The Perry Division was one of the original divisions created under the Divisional Boards Act 1879 with a population of 1664. It held its first meeting on 6 March 1880.

With the passage of the Local Authorities Act 1902, Perry Division became the Shire of Perry on 31 March 1903.

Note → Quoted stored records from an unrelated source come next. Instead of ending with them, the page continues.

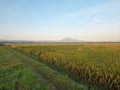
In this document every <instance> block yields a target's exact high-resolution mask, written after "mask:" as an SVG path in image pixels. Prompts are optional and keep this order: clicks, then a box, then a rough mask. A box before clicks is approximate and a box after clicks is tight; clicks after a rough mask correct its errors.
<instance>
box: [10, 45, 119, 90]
mask: <svg viewBox="0 0 120 90" xmlns="http://www.w3.org/2000/svg"><path fill="white" fill-rule="evenodd" d="M12 47H14V48H16V49H17V50H19V51H22V52H24V53H25V54H29V55H33V56H35V57H37V58H38V59H39V61H41V62H43V63H45V64H47V65H49V66H51V67H52V68H56V69H57V70H58V71H62V72H65V73H67V74H68V75H69V76H70V77H72V78H73V79H75V80H76V81H78V82H85V83H87V84H90V85H96V86H98V87H104V88H106V89H107V90H120V44H119V43H105V44H103V43H102V44H45V45H44V44H42V45H37V44H35V45H30V44H27V45H23V44H21V45H12Z"/></svg>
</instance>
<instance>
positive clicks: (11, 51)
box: [7, 47, 57, 90]
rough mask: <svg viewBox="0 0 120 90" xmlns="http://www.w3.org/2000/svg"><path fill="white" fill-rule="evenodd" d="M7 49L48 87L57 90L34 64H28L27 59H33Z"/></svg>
mask: <svg viewBox="0 0 120 90" xmlns="http://www.w3.org/2000/svg"><path fill="white" fill-rule="evenodd" d="M7 49H9V50H10V51H11V53H13V54H14V55H15V56H16V57H18V58H19V59H20V60H21V61H22V62H23V64H24V65H25V66H26V67H28V68H29V69H30V70H31V71H32V72H33V73H35V74H36V75H37V76H38V77H40V78H41V79H42V81H43V82H44V83H46V85H48V87H49V88H50V90H57V89H56V88H55V86H54V85H53V83H52V82H49V81H48V80H47V79H46V78H44V77H43V76H42V75H41V74H40V72H39V71H38V70H37V69H36V67H34V66H33V65H32V64H30V63H29V62H26V60H27V59H31V58H29V57H28V56H26V55H23V54H22V53H20V52H18V51H16V50H14V49H11V48H9V47H7Z"/></svg>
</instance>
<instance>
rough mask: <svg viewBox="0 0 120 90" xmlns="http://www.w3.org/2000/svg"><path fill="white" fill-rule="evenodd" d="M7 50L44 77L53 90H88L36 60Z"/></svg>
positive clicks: (37, 74) (40, 62) (37, 72)
mask: <svg viewBox="0 0 120 90" xmlns="http://www.w3.org/2000/svg"><path fill="white" fill-rule="evenodd" d="M7 48H8V49H9V50H10V51H11V53H13V54H14V55H15V56H17V57H19V58H20V59H21V61H22V62H23V63H24V65H25V66H27V67H28V68H29V69H30V70H31V71H33V72H34V73H35V74H36V75H38V76H39V77H42V79H43V81H44V82H45V83H47V85H48V86H49V87H50V88H51V90H88V89H87V87H86V86H84V85H81V84H79V83H77V82H75V81H73V80H71V79H69V77H68V76H66V75H64V74H61V73H58V72H57V71H55V70H53V69H51V68H50V67H48V66H46V65H45V64H43V63H41V62H39V61H37V60H35V59H34V58H31V57H29V56H27V55H25V54H23V53H21V52H19V51H17V50H15V49H13V48H10V47H7Z"/></svg>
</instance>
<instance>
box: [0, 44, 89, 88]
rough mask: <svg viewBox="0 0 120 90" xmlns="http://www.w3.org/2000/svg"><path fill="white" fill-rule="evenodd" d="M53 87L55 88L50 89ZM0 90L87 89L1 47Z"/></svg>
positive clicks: (42, 64)
mask: <svg viewBox="0 0 120 90" xmlns="http://www.w3.org/2000/svg"><path fill="white" fill-rule="evenodd" d="M39 75H40V76H39ZM53 86H54V87H55V88H51V87H53ZM0 90H88V87H87V86H85V85H82V84H80V83H77V82H75V81H73V80H72V79H70V78H69V77H68V76H67V75H65V74H61V73H59V72H57V71H55V70H53V69H51V68H50V67H48V66H46V65H45V64H43V63H41V62H39V61H37V60H36V59H34V58H32V57H30V56H27V55H25V54H24V53H21V52H19V51H16V50H15V49H12V48H10V47H8V46H4V45H2V46H0Z"/></svg>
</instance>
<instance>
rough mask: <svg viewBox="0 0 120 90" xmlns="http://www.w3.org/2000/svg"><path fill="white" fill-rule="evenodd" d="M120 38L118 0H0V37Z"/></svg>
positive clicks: (119, 9)
mask: <svg viewBox="0 0 120 90" xmlns="http://www.w3.org/2000/svg"><path fill="white" fill-rule="evenodd" d="M65 37H70V38H74V39H80V40H85V41H120V0H0V40H60V39H62V38H65Z"/></svg>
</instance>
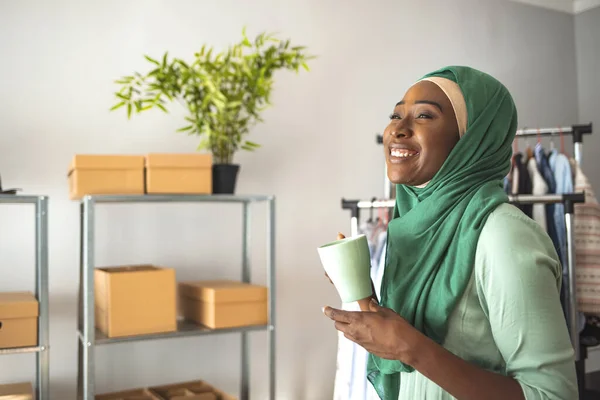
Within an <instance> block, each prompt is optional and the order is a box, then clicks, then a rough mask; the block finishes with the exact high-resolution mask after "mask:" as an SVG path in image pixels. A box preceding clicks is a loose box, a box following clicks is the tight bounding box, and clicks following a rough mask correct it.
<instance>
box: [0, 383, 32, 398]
mask: <svg viewBox="0 0 600 400" xmlns="http://www.w3.org/2000/svg"><path fill="white" fill-rule="evenodd" d="M0 400H35V395H34V394H33V386H32V385H31V383H30V382H22V383H9V384H6V385H0Z"/></svg>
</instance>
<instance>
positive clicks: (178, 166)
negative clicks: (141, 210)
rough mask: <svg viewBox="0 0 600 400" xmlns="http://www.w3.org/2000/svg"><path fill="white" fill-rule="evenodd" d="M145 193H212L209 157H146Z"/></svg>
mask: <svg viewBox="0 0 600 400" xmlns="http://www.w3.org/2000/svg"><path fill="white" fill-rule="evenodd" d="M146 193H154V194H158V193H162V194H210V193H212V156H211V155H210V154H193V153H192V154H156V153H155V154H148V155H147V156H146Z"/></svg>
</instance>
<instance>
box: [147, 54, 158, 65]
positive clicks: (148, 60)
mask: <svg viewBox="0 0 600 400" xmlns="http://www.w3.org/2000/svg"><path fill="white" fill-rule="evenodd" d="M144 58H145V59H146V60H148V61H150V62H151V63H152V64H156V65H160V63H159V62H158V61H156V60H155V59H153V58H152V57H150V56H148V55H146V54H144Z"/></svg>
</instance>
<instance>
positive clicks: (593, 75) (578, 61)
mask: <svg viewBox="0 0 600 400" xmlns="http://www.w3.org/2000/svg"><path fill="white" fill-rule="evenodd" d="M599 41H600V7H599V8H595V9H593V10H589V11H586V12H584V13H582V14H579V15H577V16H576V17H575V43H576V51H577V79H578V95H579V120H580V121H581V122H582V123H588V122H592V123H593V124H594V131H595V132H594V133H593V134H592V135H590V136H585V137H584V139H583V143H584V145H583V149H584V151H583V156H584V162H583V166H584V168H585V173H586V175H588V178H589V179H590V181H591V183H592V187H593V188H594V189H595V190H596V191H598V190H600V165H599V164H598V157H597V154H598V148H600V135H599V134H598V132H599V129H600V79H599V77H598V70H600V46H599V45H598V42H599Z"/></svg>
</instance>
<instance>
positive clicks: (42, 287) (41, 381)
mask: <svg viewBox="0 0 600 400" xmlns="http://www.w3.org/2000/svg"><path fill="white" fill-rule="evenodd" d="M0 204H13V205H14V204H30V205H31V204H33V205H34V206H35V297H36V299H37V301H38V303H39V312H38V345H37V346H34V347H19V348H13V349H0V355H6V354H29V353H35V358H36V382H35V392H36V399H38V400H48V399H50V373H49V370H50V354H49V351H50V335H49V319H50V318H49V315H48V197H46V196H21V195H11V194H9V195H6V194H2V195H0Z"/></svg>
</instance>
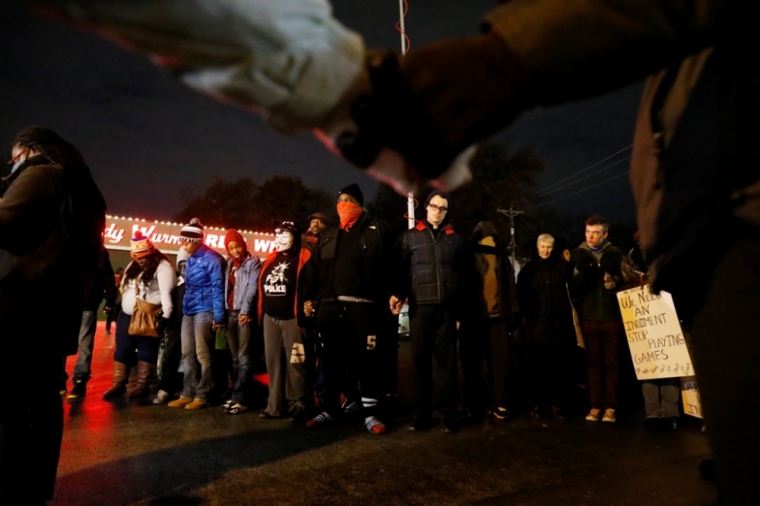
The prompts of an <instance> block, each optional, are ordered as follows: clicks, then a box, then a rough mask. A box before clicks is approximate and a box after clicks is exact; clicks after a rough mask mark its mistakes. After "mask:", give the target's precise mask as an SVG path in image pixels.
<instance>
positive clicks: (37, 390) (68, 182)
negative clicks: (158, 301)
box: [0, 127, 106, 506]
mask: <svg viewBox="0 0 760 506" xmlns="http://www.w3.org/2000/svg"><path fill="white" fill-rule="evenodd" d="M11 166H12V167H11V174H10V176H8V177H7V178H6V182H9V183H10V186H9V187H8V189H7V191H6V192H5V195H4V196H3V199H2V201H1V202H0V336H1V339H2V349H3V354H4V355H3V356H4V357H6V360H5V361H4V363H3V367H1V368H0V381H2V384H3V385H13V388H9V389H7V391H6V392H5V396H4V398H3V403H2V405H0V505H3V506H5V505H10V504H44V503H45V501H47V500H50V499H52V497H53V489H54V487H55V476H56V471H57V467H58V457H59V455H60V449H61V438H62V435H63V405H62V401H61V396H60V394H59V388H60V377H61V372H62V368H61V363H62V360H63V358H64V357H65V356H66V355H73V354H75V353H76V352H77V345H78V337H79V327H80V325H81V322H82V297H83V296H84V287H83V282H84V281H83V280H84V276H85V273H87V272H90V271H92V270H93V269H95V268H97V265H98V261H99V259H100V252H101V249H102V247H103V242H102V235H101V234H102V231H103V228H104V227H105V210H106V204H105V201H104V200H103V196H102V195H101V193H100V190H98V187H97V185H96V184H95V181H93V179H92V174H91V173H90V169H89V168H88V167H87V164H86V163H85V161H84V158H83V157H82V154H81V153H80V152H79V150H77V149H76V148H75V147H74V146H72V145H71V144H69V143H68V142H66V141H65V140H63V139H62V138H61V137H60V136H59V135H58V134H57V133H55V132H53V131H52V130H50V129H48V128H43V127H28V128H25V129H23V130H22V131H21V132H19V133H18V135H17V136H16V138H15V140H14V141H13V152H12V158H11ZM51 287H57V288H61V287H65V289H66V293H67V294H68V296H67V297H60V298H59V299H58V300H56V301H55V302H54V303H52V304H44V305H43V306H42V307H41V306H40V301H41V299H40V296H41V294H45V293H48V292H49V291H50V290H51ZM41 315H42V317H44V319H45V322H47V323H49V324H50V325H53V326H54V328H55V332H51V331H50V328H49V326H48V325H37V322H38V321H40V317H41ZM19 378H24V380H23V381H19Z"/></svg>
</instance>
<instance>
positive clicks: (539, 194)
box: [520, 155, 631, 203]
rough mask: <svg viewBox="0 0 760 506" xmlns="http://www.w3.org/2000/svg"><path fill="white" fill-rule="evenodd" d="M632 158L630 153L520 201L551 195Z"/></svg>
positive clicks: (579, 182)
mask: <svg viewBox="0 0 760 506" xmlns="http://www.w3.org/2000/svg"><path fill="white" fill-rule="evenodd" d="M630 159H631V156H630V155H629V156H626V157H625V158H622V159H620V160H618V161H617V162H612V163H611V164H609V165H607V166H606V167H603V168H601V169H599V170H595V171H594V172H592V173H590V174H586V175H585V176H583V177H582V178H579V179H576V180H575V181H570V182H569V183H567V184H563V185H562V186H558V187H557V188H554V189H553V190H549V191H546V189H544V190H541V192H539V193H536V194H534V195H535V196H534V197H525V198H524V199H522V201H520V202H522V203H525V202H528V201H531V200H533V199H536V198H538V197H543V196H545V195H549V194H550V193H554V192H557V191H559V190H561V189H562V188H567V187H568V186H572V185H574V184H577V183H580V182H581V181H583V180H584V179H588V178H590V177H591V176H594V175H596V174H599V173H600V172H604V171H605V170H609V169H611V168H612V167H615V166H616V165H619V164H621V163H623V162H625V161H627V160H630ZM576 175H577V174H576ZM555 184H558V183H555Z"/></svg>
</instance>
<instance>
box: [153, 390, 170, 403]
mask: <svg viewBox="0 0 760 506" xmlns="http://www.w3.org/2000/svg"><path fill="white" fill-rule="evenodd" d="M170 398H171V397H170V395H169V392H167V391H166V390H159V391H158V393H157V394H156V397H155V398H154V399H153V404H166V403H167V402H169V399H170Z"/></svg>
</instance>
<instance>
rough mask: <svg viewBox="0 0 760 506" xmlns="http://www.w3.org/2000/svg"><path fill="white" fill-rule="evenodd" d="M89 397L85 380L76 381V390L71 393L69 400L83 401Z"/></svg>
mask: <svg viewBox="0 0 760 506" xmlns="http://www.w3.org/2000/svg"><path fill="white" fill-rule="evenodd" d="M85 395H87V382H86V381H85V380H78V379H75V380H74V388H72V389H71V392H70V393H69V397H68V398H69V400H75V399H81V398H83V397H84V396H85Z"/></svg>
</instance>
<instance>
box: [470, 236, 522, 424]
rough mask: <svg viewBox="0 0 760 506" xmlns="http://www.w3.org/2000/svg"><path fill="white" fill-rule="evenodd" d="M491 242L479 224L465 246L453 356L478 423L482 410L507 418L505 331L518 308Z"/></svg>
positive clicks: (510, 415)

On 15 March 2008, under the Local Government (Reform Implementation) Act 2007 passed by the Parliament of Queensland on 10 August 2007, the Shire of Perry merged with the Shires of Biggenden, Eidsvold, Gayndah, Monto and Mundubbera to form the North Burnett Region.

==Towns and localities==
The Shire of Perry included the following settlement:

- Mount Perry

==Population==

| Year | Population |
|---|---|
| 1933 | 795 |
| 1947 | 628 |
| 1954 | 496 |
| 1961 | 455 |
| 1966 | 374 |
| 1971 | 376 |
| 1976 | 304 |
| 1981 | 309 |
| 1986 | 310 |
| 1991 | 374 |
| 1996 | 351 |
| 2001 | 426 |
| 2006 | 445 |

==Chairmen and mayors==
- 1902—1933: Robert Hodnett
- 1933: William John Maynard
- 2008: Joy Jensen

Joy Jensen was the last mayor of the Shire of Perry. Despite leading the smallest of the six North Burnett councils, she won the mayoralty of the new North Burnett Region at the elections on 15 March 2008.